The result has shown that the uniqueness of the original value proposition of the Piloc technology (i.e. seamless integration of actuators and valves into low-cost polymeric microfluidic channels) does not hold, particularly because there are other competing technologies with similar performance that already satisfy the customers’ needs of cheap and compact systems.
That’s why the analysis has been focused on the identification of another field of application where the Piloc technology could have a substantial market impact.
In this sense, we have identified the application of Piloc in high-frequency microfluidic channels for cells separation as the most promising scenario, at the same time validating the opportunity with a potential early customer (the company Acousort).
Following the identification of the potential value delivered by the Piloc technology in acoustophoresis cell separation approaches, which span blood-plasma, pathogen-plasma and exosomes-plasma separation, we have analysed the market potential and we have prepared a 5 years business plan to guide the further development of the technology.
Besides, given the context in which the activities have been carried out, a periodic Risk Management activity has been implemented, particularly to ensure the proper execution of the business and technical activities.

WP2: In terms of technology development, the activities of WP2 the core technology proposed in this proposal is successfully demonstrated. These results prove the validity of the proposed technology and can use as a ground to keep this technology a candidate for further studies. However, in order to take such a technology to the market and compete with existing technologies to fabricate microfluidic chips two major challenges must be addressed.
• Incompatibility with state-of-the-art micro fabrication process. Polymers are mainly considered a contaminant for many tools used in microfabrication.
• Choice of the polymer, current market of microfluidic chips is dominated by glass chips. Finding a polymer that can perform like a glass chip in terms of rigidity and reliability is proved that is not a trivial task.
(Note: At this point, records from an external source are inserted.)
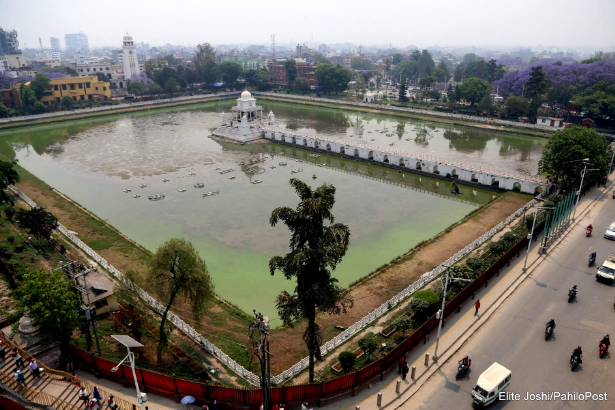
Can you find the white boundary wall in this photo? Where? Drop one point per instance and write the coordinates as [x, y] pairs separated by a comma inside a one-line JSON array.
[[324, 349]]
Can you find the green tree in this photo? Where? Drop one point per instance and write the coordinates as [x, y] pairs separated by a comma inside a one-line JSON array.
[[67, 102], [302, 85], [177, 270], [40, 84], [474, 89], [369, 345], [320, 59], [316, 248], [8, 176], [50, 300], [574, 144], [361, 64], [136, 88], [171, 86], [291, 72], [486, 103], [347, 360], [402, 97], [515, 106], [204, 62], [229, 72], [38, 222], [598, 100]]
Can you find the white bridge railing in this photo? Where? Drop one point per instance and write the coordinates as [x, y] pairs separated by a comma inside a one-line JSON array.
[[324, 349], [416, 155]]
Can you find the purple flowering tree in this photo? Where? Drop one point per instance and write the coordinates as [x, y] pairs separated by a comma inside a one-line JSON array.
[[580, 75]]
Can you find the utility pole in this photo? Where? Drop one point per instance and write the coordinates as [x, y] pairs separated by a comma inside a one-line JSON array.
[[260, 348], [90, 312]]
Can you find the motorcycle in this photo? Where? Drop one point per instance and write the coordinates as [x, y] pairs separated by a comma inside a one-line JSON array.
[[574, 361], [603, 349], [592, 259], [461, 371]]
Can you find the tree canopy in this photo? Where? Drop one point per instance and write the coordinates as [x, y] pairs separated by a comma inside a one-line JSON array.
[[561, 157], [316, 248], [177, 269], [49, 298], [474, 89]]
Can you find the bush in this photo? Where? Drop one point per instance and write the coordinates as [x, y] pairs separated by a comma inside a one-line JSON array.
[[369, 345], [347, 360], [474, 263], [510, 238]]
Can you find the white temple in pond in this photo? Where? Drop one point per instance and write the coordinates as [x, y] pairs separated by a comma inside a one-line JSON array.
[[244, 124]]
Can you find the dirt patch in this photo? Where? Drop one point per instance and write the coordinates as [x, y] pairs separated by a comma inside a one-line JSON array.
[[377, 290]]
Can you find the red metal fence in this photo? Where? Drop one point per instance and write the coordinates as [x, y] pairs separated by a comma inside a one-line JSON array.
[[165, 385]]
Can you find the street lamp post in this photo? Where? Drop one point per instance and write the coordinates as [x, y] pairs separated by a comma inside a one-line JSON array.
[[441, 313], [531, 234], [581, 187], [130, 342]]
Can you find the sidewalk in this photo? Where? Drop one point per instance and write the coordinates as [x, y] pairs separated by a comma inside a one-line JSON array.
[[457, 328]]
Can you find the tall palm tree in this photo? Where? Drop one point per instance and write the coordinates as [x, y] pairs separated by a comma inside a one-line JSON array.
[[315, 250]]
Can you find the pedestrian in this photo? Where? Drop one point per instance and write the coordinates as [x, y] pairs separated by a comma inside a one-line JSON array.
[[33, 367], [400, 364], [17, 357], [69, 363], [20, 377], [83, 395]]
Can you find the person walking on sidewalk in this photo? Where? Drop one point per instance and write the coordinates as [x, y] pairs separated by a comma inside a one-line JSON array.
[[404, 371], [400, 364]]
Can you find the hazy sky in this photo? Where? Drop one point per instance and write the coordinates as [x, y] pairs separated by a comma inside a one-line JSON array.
[[401, 22]]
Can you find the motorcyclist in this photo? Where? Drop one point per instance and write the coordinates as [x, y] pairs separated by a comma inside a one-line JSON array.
[[551, 324], [465, 362], [577, 353], [606, 340]]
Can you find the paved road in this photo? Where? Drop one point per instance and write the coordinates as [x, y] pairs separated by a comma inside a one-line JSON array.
[[514, 335]]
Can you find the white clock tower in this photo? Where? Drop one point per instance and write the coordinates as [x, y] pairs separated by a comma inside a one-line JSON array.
[[131, 65]]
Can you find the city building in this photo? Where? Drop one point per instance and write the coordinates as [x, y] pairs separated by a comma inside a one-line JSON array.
[[55, 43], [245, 62], [277, 72], [48, 53], [78, 88], [131, 63], [45, 62], [77, 42], [8, 42], [348, 59], [86, 70]]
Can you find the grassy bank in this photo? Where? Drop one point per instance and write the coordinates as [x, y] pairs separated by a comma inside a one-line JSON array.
[[399, 114]]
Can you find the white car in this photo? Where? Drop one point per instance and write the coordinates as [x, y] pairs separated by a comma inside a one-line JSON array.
[[610, 231]]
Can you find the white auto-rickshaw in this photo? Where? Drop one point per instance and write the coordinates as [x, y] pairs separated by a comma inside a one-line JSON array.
[[493, 380]]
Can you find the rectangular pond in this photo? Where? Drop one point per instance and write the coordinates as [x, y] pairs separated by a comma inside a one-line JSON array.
[[93, 162]]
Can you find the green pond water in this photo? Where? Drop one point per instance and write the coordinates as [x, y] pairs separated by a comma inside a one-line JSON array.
[[388, 212]]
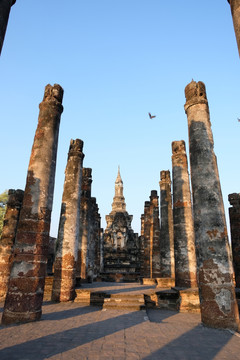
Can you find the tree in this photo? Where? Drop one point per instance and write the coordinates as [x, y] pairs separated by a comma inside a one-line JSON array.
[[3, 206]]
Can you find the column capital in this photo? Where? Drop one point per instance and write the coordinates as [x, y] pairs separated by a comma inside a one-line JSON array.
[[195, 93]]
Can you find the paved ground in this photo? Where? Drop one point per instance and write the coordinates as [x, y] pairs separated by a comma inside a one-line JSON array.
[[119, 288], [69, 331]]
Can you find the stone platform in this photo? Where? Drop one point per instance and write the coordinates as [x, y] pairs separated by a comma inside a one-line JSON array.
[[137, 297], [69, 331]]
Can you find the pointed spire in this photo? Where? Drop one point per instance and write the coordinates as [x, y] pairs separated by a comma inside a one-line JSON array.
[[119, 200], [119, 179]]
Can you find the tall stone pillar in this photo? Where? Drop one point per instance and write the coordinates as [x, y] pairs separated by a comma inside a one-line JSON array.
[[84, 223], [5, 7], [234, 214], [217, 294], [141, 247], [14, 204], [184, 245], [25, 292], [167, 239], [154, 236], [147, 243], [235, 9], [68, 232]]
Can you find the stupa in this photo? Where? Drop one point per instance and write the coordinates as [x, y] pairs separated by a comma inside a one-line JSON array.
[[121, 246]]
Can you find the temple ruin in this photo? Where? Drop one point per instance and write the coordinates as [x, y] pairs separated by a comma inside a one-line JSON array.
[[182, 252], [26, 284], [68, 232], [120, 244]]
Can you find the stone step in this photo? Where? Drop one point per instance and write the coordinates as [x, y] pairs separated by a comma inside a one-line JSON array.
[[86, 297], [125, 301]]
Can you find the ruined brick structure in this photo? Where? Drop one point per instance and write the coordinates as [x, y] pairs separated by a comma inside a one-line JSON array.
[[235, 9], [82, 265], [167, 239], [234, 214], [146, 240], [184, 242], [90, 233], [94, 240], [217, 293], [14, 204], [25, 292], [121, 247], [5, 7], [68, 232], [141, 247], [150, 239], [154, 236]]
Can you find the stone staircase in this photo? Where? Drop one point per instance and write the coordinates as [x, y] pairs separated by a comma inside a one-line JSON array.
[[132, 302]]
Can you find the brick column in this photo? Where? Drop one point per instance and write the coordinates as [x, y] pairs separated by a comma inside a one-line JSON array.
[[5, 7], [166, 238], [184, 245], [68, 232], [147, 226], [235, 9], [234, 214], [217, 294], [25, 292], [154, 236], [84, 222], [141, 247], [14, 204]]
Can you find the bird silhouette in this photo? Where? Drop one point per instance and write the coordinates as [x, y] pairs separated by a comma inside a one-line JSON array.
[[151, 116]]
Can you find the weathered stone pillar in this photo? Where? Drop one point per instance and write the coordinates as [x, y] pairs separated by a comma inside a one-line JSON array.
[[84, 222], [217, 294], [25, 292], [147, 227], [184, 240], [68, 232], [166, 237], [5, 7], [154, 236], [234, 214], [235, 9], [141, 247], [93, 240], [14, 204]]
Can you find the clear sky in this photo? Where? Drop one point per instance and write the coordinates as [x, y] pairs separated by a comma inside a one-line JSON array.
[[117, 60]]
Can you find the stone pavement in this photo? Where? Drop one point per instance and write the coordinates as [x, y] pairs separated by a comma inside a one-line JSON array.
[[71, 331]]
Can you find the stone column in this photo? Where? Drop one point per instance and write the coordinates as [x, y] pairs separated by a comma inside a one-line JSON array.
[[166, 239], [235, 9], [92, 243], [141, 247], [84, 222], [154, 236], [5, 7], [25, 292], [234, 214], [14, 204], [68, 232], [217, 293], [184, 240], [147, 253]]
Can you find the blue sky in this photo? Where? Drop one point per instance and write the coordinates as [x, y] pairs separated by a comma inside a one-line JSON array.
[[117, 60]]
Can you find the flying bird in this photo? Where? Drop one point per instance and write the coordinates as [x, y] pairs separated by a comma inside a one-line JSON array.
[[151, 116]]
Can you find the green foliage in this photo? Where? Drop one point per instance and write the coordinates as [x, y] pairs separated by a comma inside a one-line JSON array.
[[3, 203]]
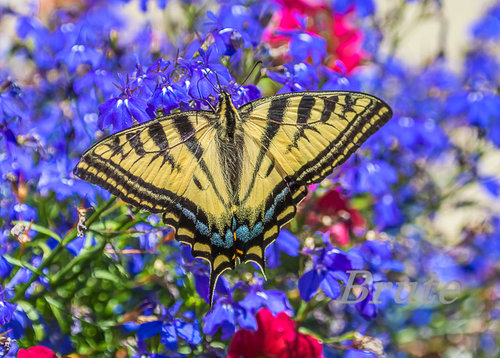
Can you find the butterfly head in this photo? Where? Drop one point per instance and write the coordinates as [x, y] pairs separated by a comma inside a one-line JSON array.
[[225, 102]]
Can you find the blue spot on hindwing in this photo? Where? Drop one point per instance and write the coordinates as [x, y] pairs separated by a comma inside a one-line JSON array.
[[257, 230], [217, 239], [200, 227], [229, 239]]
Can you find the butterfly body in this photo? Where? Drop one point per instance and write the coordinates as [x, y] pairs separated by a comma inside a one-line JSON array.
[[227, 181]]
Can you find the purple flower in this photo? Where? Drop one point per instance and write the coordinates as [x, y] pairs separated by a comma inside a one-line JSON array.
[[79, 54], [285, 242], [170, 328], [226, 315], [6, 309], [329, 267], [120, 112]]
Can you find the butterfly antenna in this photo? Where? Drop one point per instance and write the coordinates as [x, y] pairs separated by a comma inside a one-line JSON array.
[[251, 71], [202, 99]]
After analyzing several candidate, SU8, was the polymer selected in this proposal for prove of the technology.

Microfluidics is a huge and expanding market, growing at one of the fastest rates in the biotech domain. Indeed, it is expected to move from the current around 15B€ to more than 40B€ by 2025, marking a 22.9% Compound Annual Growth Rate.
Precision medicine, advanced diagnostics (for instance, the fastest COVID-19 tests are based on microfluidic devices), point of care testing and utmost portability are the propelling factors of this market. Besides, there are several applications that are predicted to further boost the popularity of LOC, such as microfluidics-based 3D cell culture systems, organ-on-a-chip and novel drug delivery technologies.
The main bottleneck for a more widespread adoption of LOC in research and clinical practice is price constraint, which turns into the question for manufacturers of how to reduce the cost of goods sold (COGS) in view of large scale manufacturing volumes.
That’s why, decades after its inception, the microfluidics market has not reached tipping point.
With the PiLOC technology we foresee a possible reduction of the manufacturing cost down to few €cent per chip against current 2€-5€ for low-end disposable devices, and in the range of 5€-10€/chip for high-end systems which will replace best in class 500 €/chip silicon LOC. This result will be driven by:
• Replacement of Si-glass with low cost polymers, and integration of active components directly onto the microfluidic channels, avoiding the use of discrete valves, pumps, injectors and actuators.
• Manufacturing process replicating that of MEMS devices, leading to a reduction in the number of assembly steps, resulting in higher overall yields and a reduction in engineering costs (NRE). It also reduces the complexity of the manufacturing equipment, which lowers the investment cost (CAPEX) and reduces the effort to set-up processes.